Um das Verhältnis Fisch zu Wasser zu verbessern, wird mein Teich gerade deutlich vergrößert. Der neue Teich wird auch bedeutend mehr bepflanzt werden. (siehe meinen zweiten Threat von heute: https://www.hobby-gartenteich.de/xf/threads/28855)

Ich hoffe das hilft! 

@Eugen: "Wunderwaffe" war natürlich auch nicht ganz ernst gemeint. Dass ich dem Zeug eher skeptisch gegenüberstehe dürfte aus den Fragen meines ersten Postings abzulesen sein. 

Gruß
Carsten


----------



## StefanBO (16. Aug. 2010)

*AW: Was ist "BKF-Fadenalgenstop" (Wundermittel?)*



hiddenx schrieb:


> Das Zeug scheint also tatsächlich ungefährlich zu sein, wenn man die Algen gleich abfischt- so versteh ich das Fazit des Threats zumindest.

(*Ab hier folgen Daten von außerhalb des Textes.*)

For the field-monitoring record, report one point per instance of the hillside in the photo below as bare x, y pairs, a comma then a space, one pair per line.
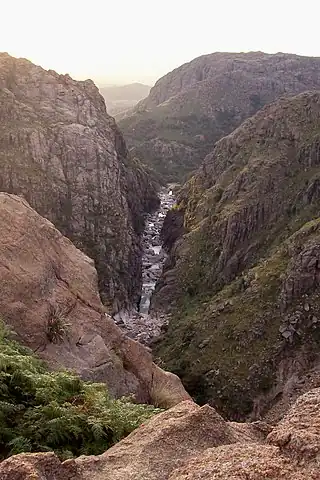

Mir ist auch nicht klar, wie du zu diesem Fazit kommst.
Wasserstoffperoxid


> starkes Bleich- und Desinfektionsmittel ... In hochkonzentrierter Form ist es sowohl als Einzel- als auch als Komponentenraketentreibstoff einsetzbar ... Wasserstoffperoxid wirkt stark ätzend ... Allgemein wirkt Wasserstoffperoxid zytotoxisch und durch seine starke Toxizität gegenüber vielen prokaryontischen Kleinstlebewesen desinfizierend ... Eine dreiprozentige Lösung Wasserstoffperoxid wird zur Desinfektion, auch im Haushaltsbereich, eingesetzt ...


Klar, es ist entsprechend verdünnt, und höhere Organismen überleben es ohne erkennbare Beeinträchtigungen.  Aber "ungefährlich"? Eventuell für ein reines Wasserloch nur mit Fischbesatz und Technik (UVC)?


----------



## elkop (16. Aug. 2010)

*AW: Was ist "BKF-Fadenalgenstop" (Wundermittel?)*

ich hätt auch noch einen vorschlag: vielleicht bleicht das wasserstoffperoxyd die fadenalgen? oder macht blonde strähnchen rein


----------